An initial set of clusters is determined using get_cluster() (Gower distance matrix with clustering around medoids). Then, significant differences between clusters are determined using get_sig_differences_between_groups() (ANOVA for numeric variables, Chi-square for categorical variables), and clustering is performed again using the set of significant variables (and the same k). This variable-selection method is repeated until all remaining variables are significant, or until maxit is reached. If maxit is reached before convergence, a warning is thrown.

Variable selection can be achieved either through backward elimination, where the full set of candidate variables is first considered, then only significant predictors are kept in the next iteration, and so on until all variables are significant. This guarantees that each iteration will have a reduced set of variables.

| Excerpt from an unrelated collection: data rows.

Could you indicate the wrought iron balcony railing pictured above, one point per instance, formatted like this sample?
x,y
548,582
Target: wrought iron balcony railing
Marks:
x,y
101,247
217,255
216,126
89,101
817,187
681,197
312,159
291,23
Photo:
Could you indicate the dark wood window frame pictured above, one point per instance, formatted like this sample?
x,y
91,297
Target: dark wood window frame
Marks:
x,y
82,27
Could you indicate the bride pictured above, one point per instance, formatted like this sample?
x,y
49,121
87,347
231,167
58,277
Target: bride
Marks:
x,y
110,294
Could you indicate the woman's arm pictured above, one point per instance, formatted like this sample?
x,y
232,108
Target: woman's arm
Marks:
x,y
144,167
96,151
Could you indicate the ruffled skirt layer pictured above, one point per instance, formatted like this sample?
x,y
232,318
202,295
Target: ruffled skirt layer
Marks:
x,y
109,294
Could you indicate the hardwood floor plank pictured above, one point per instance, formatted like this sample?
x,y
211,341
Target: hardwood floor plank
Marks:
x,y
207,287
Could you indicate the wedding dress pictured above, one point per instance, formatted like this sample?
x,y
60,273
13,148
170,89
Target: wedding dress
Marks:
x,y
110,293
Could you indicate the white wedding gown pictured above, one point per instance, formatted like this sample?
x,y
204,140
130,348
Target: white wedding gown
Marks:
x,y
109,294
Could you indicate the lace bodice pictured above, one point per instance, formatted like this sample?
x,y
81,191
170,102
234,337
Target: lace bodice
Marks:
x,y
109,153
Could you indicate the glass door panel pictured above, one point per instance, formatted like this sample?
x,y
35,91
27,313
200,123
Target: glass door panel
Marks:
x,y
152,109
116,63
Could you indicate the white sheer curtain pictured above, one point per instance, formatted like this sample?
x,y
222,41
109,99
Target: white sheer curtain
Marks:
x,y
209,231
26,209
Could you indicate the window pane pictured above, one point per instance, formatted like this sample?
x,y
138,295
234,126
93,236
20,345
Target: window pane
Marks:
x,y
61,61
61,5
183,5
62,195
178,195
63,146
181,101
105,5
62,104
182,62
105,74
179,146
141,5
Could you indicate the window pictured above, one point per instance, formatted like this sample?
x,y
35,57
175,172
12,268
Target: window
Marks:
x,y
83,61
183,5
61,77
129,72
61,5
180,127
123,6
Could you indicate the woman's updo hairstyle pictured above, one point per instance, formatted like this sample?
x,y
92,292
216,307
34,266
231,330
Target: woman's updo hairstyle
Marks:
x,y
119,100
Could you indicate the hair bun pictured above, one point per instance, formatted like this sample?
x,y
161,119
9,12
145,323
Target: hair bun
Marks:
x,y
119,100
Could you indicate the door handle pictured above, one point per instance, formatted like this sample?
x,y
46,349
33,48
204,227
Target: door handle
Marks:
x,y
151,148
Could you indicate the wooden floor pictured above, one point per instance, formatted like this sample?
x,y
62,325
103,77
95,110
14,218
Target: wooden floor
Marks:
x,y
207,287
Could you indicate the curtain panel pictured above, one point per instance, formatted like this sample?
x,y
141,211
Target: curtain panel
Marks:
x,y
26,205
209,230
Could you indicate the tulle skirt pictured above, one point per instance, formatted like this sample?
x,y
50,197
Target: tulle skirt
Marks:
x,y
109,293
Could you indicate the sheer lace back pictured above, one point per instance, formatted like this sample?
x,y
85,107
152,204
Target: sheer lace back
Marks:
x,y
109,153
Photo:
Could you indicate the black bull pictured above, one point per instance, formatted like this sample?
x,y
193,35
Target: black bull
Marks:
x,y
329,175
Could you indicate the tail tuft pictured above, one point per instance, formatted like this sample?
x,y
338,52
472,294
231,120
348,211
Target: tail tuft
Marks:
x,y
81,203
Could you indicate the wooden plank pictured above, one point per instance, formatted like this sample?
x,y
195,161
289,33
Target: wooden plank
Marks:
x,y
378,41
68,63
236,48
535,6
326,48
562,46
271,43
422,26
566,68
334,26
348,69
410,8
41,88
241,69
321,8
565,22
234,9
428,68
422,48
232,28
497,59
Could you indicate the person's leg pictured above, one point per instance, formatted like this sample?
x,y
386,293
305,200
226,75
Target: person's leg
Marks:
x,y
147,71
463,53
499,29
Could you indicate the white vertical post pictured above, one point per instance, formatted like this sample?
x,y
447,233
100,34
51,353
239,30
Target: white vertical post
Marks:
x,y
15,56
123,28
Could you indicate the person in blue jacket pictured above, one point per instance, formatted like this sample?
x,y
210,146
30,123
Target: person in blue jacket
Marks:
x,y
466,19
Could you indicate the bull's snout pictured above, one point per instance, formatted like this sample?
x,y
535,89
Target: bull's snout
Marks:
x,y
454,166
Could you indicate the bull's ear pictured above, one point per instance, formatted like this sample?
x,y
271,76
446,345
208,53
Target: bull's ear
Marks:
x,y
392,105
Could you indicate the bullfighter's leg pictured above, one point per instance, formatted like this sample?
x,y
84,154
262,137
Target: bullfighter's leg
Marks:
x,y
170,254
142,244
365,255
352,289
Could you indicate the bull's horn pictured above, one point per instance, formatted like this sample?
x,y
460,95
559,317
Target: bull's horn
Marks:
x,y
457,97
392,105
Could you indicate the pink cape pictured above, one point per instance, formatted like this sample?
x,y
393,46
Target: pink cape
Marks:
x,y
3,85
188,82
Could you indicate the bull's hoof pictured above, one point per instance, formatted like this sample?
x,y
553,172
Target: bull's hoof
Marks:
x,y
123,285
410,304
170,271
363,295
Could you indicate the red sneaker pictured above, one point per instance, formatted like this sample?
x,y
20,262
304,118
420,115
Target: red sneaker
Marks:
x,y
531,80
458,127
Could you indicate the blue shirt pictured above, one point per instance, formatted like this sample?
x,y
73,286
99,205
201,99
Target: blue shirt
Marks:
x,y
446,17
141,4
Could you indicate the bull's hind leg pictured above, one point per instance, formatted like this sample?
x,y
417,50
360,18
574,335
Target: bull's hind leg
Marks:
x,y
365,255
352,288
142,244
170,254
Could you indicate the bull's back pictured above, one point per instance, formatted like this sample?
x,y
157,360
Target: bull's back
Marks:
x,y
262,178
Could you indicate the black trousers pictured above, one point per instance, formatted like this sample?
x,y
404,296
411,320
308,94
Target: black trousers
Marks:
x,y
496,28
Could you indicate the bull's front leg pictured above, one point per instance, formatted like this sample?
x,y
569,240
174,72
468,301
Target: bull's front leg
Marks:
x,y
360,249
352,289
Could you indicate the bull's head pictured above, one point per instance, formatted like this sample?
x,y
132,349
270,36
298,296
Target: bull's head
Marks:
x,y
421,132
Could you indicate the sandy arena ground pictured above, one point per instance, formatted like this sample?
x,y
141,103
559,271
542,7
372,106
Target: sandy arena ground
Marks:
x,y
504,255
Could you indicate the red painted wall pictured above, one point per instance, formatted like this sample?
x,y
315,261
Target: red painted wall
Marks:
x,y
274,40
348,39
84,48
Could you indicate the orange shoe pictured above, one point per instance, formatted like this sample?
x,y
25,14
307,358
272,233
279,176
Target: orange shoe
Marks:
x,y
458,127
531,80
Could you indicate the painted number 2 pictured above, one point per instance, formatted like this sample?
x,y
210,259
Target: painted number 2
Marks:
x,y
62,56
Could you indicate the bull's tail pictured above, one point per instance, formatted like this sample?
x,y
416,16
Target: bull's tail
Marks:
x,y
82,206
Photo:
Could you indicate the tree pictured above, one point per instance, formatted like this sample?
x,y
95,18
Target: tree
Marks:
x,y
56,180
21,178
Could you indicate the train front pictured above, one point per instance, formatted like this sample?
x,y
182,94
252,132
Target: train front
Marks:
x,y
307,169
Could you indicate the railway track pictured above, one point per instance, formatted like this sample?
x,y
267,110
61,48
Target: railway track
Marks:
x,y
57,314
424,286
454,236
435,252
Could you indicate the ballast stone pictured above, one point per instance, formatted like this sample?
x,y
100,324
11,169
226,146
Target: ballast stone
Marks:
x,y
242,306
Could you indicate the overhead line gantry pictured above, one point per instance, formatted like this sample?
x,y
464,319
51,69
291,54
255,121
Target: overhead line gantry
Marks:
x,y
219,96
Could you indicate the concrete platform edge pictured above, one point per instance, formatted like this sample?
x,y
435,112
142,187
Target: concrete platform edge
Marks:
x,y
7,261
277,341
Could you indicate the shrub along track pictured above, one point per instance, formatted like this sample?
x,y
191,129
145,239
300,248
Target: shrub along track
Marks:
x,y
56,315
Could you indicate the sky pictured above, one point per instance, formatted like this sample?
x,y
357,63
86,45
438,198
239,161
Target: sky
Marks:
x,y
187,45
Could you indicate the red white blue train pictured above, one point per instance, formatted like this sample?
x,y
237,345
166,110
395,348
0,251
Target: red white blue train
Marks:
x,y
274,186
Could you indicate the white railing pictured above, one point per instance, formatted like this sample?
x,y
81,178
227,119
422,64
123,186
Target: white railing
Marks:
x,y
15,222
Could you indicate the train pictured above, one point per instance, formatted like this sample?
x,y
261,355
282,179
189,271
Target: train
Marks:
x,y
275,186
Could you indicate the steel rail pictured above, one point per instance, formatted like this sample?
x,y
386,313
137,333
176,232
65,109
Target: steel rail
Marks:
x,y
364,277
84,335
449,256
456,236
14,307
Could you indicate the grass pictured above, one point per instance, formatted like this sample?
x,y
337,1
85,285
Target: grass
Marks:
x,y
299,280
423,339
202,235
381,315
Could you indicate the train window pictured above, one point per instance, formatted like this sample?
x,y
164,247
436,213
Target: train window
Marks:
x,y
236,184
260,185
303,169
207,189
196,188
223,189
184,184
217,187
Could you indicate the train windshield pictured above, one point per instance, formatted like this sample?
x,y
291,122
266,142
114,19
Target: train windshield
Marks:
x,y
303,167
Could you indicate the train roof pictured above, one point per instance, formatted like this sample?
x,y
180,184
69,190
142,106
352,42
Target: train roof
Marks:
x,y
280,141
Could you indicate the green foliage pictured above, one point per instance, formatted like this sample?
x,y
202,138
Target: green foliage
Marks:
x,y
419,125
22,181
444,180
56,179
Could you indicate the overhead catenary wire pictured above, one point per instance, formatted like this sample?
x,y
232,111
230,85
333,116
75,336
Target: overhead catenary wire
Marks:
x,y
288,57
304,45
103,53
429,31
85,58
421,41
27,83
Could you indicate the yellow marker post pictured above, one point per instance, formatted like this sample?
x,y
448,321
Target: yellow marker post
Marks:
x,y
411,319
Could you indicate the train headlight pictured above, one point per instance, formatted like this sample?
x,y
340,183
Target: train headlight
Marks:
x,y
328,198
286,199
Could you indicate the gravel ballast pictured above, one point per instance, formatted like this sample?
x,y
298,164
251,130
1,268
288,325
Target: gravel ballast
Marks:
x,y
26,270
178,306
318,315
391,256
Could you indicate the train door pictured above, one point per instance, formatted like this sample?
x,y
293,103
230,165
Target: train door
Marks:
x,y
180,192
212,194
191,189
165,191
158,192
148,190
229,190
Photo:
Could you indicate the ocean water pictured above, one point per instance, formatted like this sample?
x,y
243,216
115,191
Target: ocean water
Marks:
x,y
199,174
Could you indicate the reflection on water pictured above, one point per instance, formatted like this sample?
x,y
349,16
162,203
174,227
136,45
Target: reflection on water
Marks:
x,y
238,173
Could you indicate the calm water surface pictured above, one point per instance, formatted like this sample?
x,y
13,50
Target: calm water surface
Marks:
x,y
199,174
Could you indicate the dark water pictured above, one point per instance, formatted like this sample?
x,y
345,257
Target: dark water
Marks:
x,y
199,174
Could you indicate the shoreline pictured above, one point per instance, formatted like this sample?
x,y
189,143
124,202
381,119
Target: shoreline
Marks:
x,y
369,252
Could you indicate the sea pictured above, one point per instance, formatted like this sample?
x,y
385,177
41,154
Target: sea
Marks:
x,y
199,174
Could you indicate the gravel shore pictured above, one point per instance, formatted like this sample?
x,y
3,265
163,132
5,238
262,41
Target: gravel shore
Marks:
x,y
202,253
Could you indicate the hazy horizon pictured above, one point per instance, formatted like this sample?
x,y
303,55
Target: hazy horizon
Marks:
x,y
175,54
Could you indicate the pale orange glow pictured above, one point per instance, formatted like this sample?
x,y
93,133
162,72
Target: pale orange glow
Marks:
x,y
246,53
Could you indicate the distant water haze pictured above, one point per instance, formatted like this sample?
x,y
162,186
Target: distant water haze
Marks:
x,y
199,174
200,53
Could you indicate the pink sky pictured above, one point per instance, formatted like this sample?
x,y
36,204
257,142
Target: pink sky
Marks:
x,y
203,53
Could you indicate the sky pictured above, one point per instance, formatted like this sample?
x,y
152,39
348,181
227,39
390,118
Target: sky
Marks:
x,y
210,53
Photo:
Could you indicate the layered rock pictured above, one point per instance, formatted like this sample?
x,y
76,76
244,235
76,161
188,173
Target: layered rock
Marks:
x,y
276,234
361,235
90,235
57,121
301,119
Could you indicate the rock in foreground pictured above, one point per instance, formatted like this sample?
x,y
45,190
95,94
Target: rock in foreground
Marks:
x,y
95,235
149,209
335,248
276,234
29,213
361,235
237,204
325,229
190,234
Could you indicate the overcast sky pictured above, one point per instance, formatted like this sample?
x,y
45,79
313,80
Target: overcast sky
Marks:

Alternatively, variable selection can be achieved through bidirectional elimination, where at each step the full set of initial variables is tested for differences between clusters, whether or not they were included in the previous iteration. All significant predictors are included in the next iteration. This guarantees that the final set of variables will match the output of get_sig_differences_between_groups() with test_vars=v_cluster and group=new_var_name (provided convergence has been reached).

If max_vars_rm_or_add_each_it is less than the number of variables to add or remove at a given iteration, then this sets the number of changes made to the variable set for that iteration, separately for variables removed and variables added (if elimination is bidirectional). For example, if max_vars_rm_or_add_each_it is set to 1, then at each iteration, only one variable can be removed, and only one variable can be added. If several candidates are available, then which variable(s) get added or removed are selected randomly. This can be useful in determining cluster variable importances using calc_cluster_importances().

When maxit is set to 0, a warning is thrown indicating that no variable selection is performed, and this is equivalent to using get_cluster() directly.

Examples

if (FALSE) {
df <- df |> add_cluster_assignment()

df |>
   add_cluster_assignment(return_df_cluster_instead=TRUE) |>
   plot_density_by_groups(group="Cluster")
}